You've done a full day's graft. Fitted a bathroom, wired in some downlights, whatever it is. You get home knackered, have your tea, watch something on telly, and think "I'll do the invoice tomorrow." Tomorrow turns into Friday. Friday turns into next week. And suddenly you're chasing money for work you did a fortnight ago.
Bad invoicing habits cost tradespeople thousands a year. Not because the work isn't good — because the admin lets them down. Here are five mistakes that are probably costing you money right now.
Mistake 1: Not Invoicing the Same Day
Every day you wait to send an invoice, the chance of getting paid quickly drops. The customer forgets the details, they move on mentally, and your invoice lands like a surprise rather than an expected next step.
The best time to invoice is while you're still on site or within an hour of leaving. The job is fresh in everyone's mind and the customer is still in "paying for this" mode. Once a few days pass, it starts to feel like an unexpected bill.
If you're using an app like QuickBooks, Xero, or even just a template on your phone, you can have an invoice sent before you've loaded up the van. Five minutes, that's all it takes.
Mistake 2: No Online Payment Link
Sending an invoice that says "bank transfer to sort code 12-34-56, account 12345678" is asking for delays. The customer has to open their banking app, type in your details, double-check the numbers, enter a reference. It's faff. And faff leads to "I'll do it later."
A payment link — whether through Stripe, PayPal, or your invoicing app — lets them tap once and pay. That's it. Done in thirty seconds.

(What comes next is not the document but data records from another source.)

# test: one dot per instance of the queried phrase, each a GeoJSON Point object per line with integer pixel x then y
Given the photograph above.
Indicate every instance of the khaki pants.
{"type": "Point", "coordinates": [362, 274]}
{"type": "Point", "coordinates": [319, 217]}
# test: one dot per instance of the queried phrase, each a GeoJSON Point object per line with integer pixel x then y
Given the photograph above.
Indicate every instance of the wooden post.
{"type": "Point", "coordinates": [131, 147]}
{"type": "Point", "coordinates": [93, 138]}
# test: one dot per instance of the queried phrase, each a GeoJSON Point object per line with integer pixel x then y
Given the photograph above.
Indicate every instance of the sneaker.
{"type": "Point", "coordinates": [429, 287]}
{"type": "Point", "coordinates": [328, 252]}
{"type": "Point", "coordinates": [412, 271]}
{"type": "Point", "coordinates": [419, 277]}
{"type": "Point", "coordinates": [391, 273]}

Tradespeople who include payment links in their invoices get paid on average 8 days faster than those who don't. Over a year, that's a massive difference to your cash flow.
Mistake 3: Not Chasing
Some people won't pay until you remind them. Not because they're dodgy — they're just busy and your invoice slipped down their to-do list. If you don't chase, you don't get paid. Simple as that.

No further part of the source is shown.